On Thursday, Scro said she and project engineer Justin Shimp tried to remove the commercial building from the project, but couldn’t make it work.

“I couldn’t make it feasible given the cost of the land,” she said at the Places29-Rio Community Advisory Committee meeting Thursday evening.

Area residents have been concerned about many aspects of the development, including traffic and general density of the site.

The original proposed rezoning included a maximum of 46 units and a maximum of 10,000 nonresidential square footage.

Scro said the updated proposal would keep around 11 smaller houses on the back of the approximately two-acre site. Near the front of the lot, along Belvedere Boulevard, she’s proposing five townhouses with accessory units, for a total of 10 units.

The commercial building is now proposed to be a one-story building — down from three stories — along Rio Road. The uses of the commercial building would be restricted to an office or a furniture store only. All vehicular entrances are on Belvedere Boulevard.

“The reason for that is that The Artful Lodger was interested in relocating here,” Scro said. “I don’t know if they will choose our site, but we want to allow that option.”

Scro said the changes have cut down on vehicle trips during peak travel hours by about half.

A handful of residents were at the meeting to hear about the changes.

One resident asked why the rezoning is happening at all and why the property can’t stay zoned R-4.

“Why can’t we just for once stick to an original designation?” he asked.

Rachel Falkenstein, a county principal planner, said there was a difference between the zoning and what the Comprehensive Plan states.

“I know it’s very confusing when they don’t line up; it can cause some tension,” she said.

In Albemarle’s Places29 Master Plan, which is part of the county’s Comprehensive Plan, the property is shown on the future land use map as Urban Density Residential, which recommends density of between six and 34 units per acre.

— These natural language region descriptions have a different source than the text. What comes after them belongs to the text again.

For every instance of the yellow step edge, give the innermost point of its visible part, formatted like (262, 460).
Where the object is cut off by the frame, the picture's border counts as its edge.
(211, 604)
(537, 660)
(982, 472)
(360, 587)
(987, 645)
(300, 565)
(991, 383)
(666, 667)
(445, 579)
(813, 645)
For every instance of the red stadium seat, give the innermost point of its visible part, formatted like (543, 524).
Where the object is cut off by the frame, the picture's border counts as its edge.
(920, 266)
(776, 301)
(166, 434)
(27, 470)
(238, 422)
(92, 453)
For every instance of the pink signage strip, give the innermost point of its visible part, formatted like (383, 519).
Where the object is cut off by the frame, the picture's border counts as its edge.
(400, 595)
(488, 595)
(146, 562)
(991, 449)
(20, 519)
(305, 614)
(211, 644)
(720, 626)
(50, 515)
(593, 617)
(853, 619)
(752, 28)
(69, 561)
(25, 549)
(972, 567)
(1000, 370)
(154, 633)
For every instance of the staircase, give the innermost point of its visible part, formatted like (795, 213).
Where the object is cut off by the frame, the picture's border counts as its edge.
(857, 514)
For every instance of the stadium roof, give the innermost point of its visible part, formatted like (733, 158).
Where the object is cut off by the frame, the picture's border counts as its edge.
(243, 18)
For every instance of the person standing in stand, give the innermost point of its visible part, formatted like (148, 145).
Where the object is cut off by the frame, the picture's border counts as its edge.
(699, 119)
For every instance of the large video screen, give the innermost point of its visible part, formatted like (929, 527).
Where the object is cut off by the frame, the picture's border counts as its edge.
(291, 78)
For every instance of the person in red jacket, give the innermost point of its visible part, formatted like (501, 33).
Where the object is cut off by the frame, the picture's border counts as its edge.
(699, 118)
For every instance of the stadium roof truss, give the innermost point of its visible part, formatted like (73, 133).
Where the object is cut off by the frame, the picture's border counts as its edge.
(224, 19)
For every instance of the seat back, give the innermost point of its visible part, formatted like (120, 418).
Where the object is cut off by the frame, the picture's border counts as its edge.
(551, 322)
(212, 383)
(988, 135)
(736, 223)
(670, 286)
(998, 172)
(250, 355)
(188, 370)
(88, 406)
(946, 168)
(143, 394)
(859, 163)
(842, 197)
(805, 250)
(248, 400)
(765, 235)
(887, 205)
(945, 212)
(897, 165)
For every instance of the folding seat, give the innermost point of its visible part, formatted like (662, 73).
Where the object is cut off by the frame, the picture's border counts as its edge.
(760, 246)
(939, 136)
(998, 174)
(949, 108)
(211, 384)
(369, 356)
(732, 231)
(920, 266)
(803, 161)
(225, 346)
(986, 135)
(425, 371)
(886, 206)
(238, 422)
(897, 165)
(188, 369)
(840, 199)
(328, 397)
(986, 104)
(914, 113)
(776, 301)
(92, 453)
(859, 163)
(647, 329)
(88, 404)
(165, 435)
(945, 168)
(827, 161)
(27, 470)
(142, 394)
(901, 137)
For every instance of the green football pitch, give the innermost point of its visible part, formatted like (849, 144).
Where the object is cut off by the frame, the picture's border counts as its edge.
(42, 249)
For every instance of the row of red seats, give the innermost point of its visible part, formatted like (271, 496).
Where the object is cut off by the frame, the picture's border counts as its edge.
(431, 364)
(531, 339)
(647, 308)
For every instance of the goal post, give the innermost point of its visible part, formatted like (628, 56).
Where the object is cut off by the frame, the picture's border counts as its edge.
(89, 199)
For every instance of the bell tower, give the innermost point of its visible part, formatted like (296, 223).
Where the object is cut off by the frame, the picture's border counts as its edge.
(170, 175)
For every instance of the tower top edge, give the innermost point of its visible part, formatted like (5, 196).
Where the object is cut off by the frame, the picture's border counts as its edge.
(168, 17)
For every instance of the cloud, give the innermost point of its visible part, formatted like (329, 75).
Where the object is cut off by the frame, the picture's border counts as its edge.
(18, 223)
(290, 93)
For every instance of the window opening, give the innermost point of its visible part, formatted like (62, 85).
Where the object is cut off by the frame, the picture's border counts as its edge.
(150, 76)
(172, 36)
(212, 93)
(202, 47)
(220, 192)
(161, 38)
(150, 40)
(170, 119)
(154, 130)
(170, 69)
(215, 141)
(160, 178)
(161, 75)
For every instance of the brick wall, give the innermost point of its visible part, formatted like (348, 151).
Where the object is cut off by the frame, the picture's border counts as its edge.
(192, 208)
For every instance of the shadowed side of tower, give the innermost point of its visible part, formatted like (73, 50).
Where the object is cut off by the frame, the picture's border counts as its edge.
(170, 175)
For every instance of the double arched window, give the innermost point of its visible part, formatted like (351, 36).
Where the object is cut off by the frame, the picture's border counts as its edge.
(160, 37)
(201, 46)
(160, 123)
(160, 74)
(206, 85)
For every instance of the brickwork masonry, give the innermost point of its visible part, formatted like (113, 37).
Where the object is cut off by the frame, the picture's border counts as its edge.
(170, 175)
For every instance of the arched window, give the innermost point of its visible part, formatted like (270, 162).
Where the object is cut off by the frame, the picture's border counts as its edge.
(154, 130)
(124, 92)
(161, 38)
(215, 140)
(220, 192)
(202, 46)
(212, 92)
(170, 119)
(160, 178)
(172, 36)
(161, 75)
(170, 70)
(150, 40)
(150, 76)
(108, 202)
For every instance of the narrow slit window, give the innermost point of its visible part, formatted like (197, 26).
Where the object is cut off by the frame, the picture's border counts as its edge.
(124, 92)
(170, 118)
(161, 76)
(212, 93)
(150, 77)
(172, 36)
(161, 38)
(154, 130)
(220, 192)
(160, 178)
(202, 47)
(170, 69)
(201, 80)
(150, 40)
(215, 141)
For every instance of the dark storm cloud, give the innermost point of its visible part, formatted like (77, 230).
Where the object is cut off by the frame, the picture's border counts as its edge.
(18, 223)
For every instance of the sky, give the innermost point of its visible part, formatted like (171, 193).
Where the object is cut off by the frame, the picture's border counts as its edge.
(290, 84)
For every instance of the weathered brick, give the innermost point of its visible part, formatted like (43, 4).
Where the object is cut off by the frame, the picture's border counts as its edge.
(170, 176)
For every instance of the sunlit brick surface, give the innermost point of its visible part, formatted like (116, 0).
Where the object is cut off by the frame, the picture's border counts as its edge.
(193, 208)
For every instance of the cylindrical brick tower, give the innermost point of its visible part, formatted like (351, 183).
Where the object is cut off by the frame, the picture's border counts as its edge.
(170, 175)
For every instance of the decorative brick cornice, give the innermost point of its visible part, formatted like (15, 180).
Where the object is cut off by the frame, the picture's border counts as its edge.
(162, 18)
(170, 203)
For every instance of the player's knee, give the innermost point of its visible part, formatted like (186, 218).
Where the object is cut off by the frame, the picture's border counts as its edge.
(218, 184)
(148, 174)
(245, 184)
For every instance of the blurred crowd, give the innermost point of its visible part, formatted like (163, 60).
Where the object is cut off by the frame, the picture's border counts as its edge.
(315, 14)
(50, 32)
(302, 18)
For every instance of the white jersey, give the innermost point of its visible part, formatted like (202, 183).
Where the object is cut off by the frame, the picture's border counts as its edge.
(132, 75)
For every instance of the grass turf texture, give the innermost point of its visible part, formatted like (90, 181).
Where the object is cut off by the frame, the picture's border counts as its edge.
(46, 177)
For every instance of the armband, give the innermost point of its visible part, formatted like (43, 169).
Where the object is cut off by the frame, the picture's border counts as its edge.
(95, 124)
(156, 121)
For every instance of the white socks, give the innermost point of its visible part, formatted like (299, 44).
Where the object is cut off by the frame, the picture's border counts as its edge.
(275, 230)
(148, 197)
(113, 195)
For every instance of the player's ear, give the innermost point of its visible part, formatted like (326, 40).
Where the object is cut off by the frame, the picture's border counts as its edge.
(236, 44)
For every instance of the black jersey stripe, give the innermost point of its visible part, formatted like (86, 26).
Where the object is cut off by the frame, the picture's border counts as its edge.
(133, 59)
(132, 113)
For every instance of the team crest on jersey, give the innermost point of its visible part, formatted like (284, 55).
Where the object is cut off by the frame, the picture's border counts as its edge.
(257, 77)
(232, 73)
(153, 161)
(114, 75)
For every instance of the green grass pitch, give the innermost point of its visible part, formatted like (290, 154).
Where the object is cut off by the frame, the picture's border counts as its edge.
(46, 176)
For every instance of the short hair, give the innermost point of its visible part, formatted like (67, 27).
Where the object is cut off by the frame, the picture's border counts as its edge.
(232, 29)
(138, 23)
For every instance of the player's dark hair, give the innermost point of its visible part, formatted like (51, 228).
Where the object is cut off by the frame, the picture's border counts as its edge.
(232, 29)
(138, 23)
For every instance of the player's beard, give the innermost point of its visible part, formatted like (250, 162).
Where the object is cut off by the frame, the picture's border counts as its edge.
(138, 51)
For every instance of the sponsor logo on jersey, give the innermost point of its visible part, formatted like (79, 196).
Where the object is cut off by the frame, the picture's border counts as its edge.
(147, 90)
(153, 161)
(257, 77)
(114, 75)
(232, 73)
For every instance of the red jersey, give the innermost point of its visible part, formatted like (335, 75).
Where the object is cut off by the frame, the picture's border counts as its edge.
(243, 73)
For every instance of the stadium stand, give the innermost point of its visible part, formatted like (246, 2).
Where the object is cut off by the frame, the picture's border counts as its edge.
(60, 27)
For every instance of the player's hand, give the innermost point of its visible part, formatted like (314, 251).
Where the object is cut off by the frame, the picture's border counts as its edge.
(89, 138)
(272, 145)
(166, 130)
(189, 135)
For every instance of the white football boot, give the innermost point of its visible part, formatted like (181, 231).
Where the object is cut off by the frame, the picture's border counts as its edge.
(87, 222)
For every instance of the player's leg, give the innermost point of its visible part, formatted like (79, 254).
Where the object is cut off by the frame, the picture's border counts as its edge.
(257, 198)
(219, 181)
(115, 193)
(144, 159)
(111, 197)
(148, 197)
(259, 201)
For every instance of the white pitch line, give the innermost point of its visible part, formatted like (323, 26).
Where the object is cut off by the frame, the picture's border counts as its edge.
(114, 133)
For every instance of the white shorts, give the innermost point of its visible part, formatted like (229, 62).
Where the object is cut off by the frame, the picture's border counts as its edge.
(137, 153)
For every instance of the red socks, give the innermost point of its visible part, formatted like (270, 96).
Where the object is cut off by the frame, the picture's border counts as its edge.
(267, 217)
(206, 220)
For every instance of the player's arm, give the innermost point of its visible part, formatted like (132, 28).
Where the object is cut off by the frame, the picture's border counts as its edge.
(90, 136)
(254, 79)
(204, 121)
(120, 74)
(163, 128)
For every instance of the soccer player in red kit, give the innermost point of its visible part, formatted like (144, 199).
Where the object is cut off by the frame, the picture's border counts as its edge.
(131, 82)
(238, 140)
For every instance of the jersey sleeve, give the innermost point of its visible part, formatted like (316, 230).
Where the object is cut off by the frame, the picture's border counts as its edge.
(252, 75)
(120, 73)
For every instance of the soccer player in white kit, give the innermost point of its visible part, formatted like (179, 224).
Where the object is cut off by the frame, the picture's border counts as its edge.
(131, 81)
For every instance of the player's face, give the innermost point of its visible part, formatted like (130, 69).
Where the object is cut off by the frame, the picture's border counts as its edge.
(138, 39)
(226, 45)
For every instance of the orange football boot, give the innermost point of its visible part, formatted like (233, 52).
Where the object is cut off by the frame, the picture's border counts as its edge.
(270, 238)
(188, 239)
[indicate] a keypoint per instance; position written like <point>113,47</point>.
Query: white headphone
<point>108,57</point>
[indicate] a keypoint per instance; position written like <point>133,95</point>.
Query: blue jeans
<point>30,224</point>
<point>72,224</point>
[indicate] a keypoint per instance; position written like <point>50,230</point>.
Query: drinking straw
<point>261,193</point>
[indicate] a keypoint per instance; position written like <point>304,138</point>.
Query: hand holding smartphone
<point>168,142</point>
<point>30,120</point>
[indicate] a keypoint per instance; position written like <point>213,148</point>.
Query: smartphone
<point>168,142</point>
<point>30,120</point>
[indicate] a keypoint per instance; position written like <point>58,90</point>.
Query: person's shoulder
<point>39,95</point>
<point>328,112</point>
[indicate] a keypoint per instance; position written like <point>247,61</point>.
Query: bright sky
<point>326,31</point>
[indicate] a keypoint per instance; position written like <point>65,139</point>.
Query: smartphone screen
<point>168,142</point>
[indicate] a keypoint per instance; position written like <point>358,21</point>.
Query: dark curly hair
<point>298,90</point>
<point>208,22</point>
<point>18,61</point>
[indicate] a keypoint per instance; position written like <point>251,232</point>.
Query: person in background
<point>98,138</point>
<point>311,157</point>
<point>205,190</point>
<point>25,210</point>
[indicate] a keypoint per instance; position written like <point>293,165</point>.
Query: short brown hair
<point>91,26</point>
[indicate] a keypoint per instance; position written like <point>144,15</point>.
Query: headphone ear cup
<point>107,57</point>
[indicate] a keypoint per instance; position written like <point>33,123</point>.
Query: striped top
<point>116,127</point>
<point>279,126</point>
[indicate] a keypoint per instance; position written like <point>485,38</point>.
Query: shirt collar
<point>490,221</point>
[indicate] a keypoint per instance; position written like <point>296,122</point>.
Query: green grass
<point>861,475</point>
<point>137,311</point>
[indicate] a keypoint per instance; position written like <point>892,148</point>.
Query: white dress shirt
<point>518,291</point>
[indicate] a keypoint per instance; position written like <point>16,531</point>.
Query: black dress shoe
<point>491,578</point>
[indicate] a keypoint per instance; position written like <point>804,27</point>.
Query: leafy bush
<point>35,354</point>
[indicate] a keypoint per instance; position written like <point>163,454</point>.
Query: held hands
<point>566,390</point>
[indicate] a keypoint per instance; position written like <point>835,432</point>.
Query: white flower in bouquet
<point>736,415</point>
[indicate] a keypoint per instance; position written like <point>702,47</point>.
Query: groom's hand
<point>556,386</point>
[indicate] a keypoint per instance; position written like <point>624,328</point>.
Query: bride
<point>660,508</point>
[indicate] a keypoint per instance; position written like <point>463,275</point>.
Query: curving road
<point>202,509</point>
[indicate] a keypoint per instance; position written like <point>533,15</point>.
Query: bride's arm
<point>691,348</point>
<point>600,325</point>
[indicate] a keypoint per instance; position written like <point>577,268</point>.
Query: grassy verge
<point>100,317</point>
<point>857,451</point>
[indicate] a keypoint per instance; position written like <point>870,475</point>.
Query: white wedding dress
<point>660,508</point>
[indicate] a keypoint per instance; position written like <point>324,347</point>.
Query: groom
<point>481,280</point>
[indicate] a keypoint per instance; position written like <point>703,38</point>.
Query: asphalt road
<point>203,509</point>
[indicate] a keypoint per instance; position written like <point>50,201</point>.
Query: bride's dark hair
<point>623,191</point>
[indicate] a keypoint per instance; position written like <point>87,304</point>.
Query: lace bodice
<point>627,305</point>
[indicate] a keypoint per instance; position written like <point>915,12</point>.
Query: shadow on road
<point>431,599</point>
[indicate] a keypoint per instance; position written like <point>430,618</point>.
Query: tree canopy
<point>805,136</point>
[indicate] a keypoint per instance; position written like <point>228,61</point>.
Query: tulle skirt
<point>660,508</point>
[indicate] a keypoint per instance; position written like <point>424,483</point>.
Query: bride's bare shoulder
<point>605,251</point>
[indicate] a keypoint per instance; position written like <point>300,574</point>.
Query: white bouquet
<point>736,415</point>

The Master Plan was last updated in 2011. The Places29-Rio CAC recently brought a resolution to the Board of Supervisors asking for the Master Plan to be updated.

The Comprehensive Plan is the county’s guiding document for its long-term vision for land use and resource protection, and includes master plans for the designated development areas of the county. County staff and the Board of Supervisors look to the Comprehensive Plan as part of the rezoning process.

The Comprehensive Plan designates development areas that make up about 5% of county land for growth, while maintaining 95% of Albemarle as rural land.

One woman said she bought her house thinking that that land would stay zoned R-4.

“What is the county to write, to nullify what we thought and what we wanted to buy? They nullify it without even asking the people who live there,” she said. “That’s not really democratic.”

Falkenstein said anyone has the right to ask to change the zoning on their property.

“That’s a property right, we can’t tell people, ‘no, you can’t ask to do this,’” she said. “The board is left with the decision, with the staff and Planning Commission’s recommendations, of whether or not they should approve this. They’ll weigh the application against impacts to neighboring properties as well as how it lines up with the Comprehensive Plan and other factors to make their decision.”

Without approval from the Board of Supervisors, the property is allowed to have seven units and possibly 11 units with a bonus factor, such as affordable housing

The proposed rezoning is scheduled to go before the Planning Commission again on Jan. 14 and is tentatively scheduled for the Board of Supervisors’ March 4 meeting.